The best way to avoid downtime from an incident is to fix it before it happens.
That requires predictive maintenance. Here are 2 approaches that work for me:
1. Monitoring brownout
Things usually brown out before they black out, so that's when you want to see what's going on.
At AWS, my engineers used to count device errors on all our devices and then:
- correlate the number in a given period with a subsequent device failure, or
- see when device latency started to exceed some normal range.
Then we’d proactively shift away from those bad resources during a maintenance window rather than having a fail when it's under load.
We now use this process at Shoreline.
2. Performing control actions
Here, we adapt the feedback control theory from industrial systems.
The basic concept is that you have the desired state, the observed state, and the error between the two.
Your goal is to create a control action loop that reduces the observed and desired state gap.
The more frequently you sample, the smaller the control action needs to be.
Let’s understand this with an example:When I started driving, I’d swerve the steering wheel.

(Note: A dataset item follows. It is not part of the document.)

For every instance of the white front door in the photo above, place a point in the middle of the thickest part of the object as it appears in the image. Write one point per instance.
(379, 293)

But now, I don’t need to do that as I keep making little adjustments without even paying much attention.
At Shoreline, we keep running these control loops.
Every second, we scrape 1,000s of metrics, compare them against 1000s of alarm conditions, and take little control actions to make things a little bit better.
This helps keep the systems our customers manage using Shoreline running smoothly.
That’s how we reduce the downtime by fixing the incidents before they happen.